Vendredi semblait être l’un de ces moments décisifs, alors que le président russe Vladimir Poutine a signé des traités pour annexer illégalement une grande partie de l’est et du sud de l’Ukraine, comme il l’a fait avec la Crimée en 2014.
Arrivant sept mois après le début du conflit et avec des menaces nucléaires quasi quotidiennes de la part des dirigeants du Kremlin dos au mur, Poutine a froidement promis de protéger les régions nouvellement annexées par « tous les moyens disponibles. » Presque immédiatement, le président ukrainien a répliqué en demandant à rejoindre l’alliance militaire de l’OTAN, préparant ainsi la Russie à affronter l’Occident.
L’idée que ce type de politique de la corde raide avait pris fin dans les années 1980, lorsque le dernier dirigeant soviétique, Mikhaïl Gorbatchev, et le président américain de l’époque, Ronald Reagan, ont apaisé la guerre froide et le spectre de l’Armageddon nucléaire, est désormais révolue.
Même si l’horreur d’Hiroshima et de Nagasaki au Japon est gravée dans la conscience collective de l’humanité, le monde se retrouve à nouveau à envisager l’utilisation possible d’armes nucléaires.
Après une série d’échecs humiliants sur le champ de bataille, Poutine a clairement fait comprendre que toute attaque contre les régions nouvellement annexées serait interprétée comme une attaque contre la Russie. Il utiliserait tous les moyens disponibles dans son vaste arsenal – le clin d’œil aux armes nucléaires était à peine voilé – et ne bluffait pas, a-t-il déclaré.

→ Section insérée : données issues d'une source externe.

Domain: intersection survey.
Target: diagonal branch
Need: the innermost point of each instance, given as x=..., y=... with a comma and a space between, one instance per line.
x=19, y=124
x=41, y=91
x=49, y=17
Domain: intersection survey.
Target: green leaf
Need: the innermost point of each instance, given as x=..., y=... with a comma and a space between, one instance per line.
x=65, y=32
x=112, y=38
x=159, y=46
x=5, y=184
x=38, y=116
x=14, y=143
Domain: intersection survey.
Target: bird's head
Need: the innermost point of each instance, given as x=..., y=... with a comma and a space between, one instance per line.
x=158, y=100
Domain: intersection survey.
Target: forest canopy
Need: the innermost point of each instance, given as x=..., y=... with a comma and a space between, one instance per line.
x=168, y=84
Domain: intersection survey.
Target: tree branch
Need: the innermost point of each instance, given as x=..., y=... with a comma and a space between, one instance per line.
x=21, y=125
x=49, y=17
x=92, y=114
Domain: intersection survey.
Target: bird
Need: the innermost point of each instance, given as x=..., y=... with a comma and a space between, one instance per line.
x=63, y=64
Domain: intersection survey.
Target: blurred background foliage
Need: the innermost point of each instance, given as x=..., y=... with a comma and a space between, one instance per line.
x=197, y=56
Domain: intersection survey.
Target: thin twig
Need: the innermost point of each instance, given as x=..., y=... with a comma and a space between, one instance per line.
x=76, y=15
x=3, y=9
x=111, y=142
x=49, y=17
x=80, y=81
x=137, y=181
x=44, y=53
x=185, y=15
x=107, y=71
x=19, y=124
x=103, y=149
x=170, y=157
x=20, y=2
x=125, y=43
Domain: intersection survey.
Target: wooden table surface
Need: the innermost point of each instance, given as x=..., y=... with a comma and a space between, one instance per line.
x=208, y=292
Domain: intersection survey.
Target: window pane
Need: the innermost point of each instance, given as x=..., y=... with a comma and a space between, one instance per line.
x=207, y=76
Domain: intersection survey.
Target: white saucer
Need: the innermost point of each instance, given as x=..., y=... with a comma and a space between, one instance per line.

« Nous sommes dans une phase d’escalade, et la Russie est maintenant confrontée à une série de choix plus extrêmes qu’auparavant », a déclaré Nigel Gould-Davies, ancien ambassadeur du Royaume-Uni en Biélorussie.
M. Gould-Davies, qui est chargé de mission pour la Russie et l’Eurasie à l’Institut international d’études stratégiques, a déclaré que les tentatives de la Russie de gagner la guerre par des moyens plus modérés ont échoué et que M. Poutine doit maintenant augmenter « l’éventail et la sévérité des mesures » prises par la Russie, y compris l’annexion et les menaces nucléaires.
Alors même que Moscou annexait les quatre régions ukrainiennes dans un geste qui ne sera pas reconnu par une écrasante majorité du monde, des dizaines de milliers d’hommes russes appelés à combattre dans la guerre fuyaient la Russie.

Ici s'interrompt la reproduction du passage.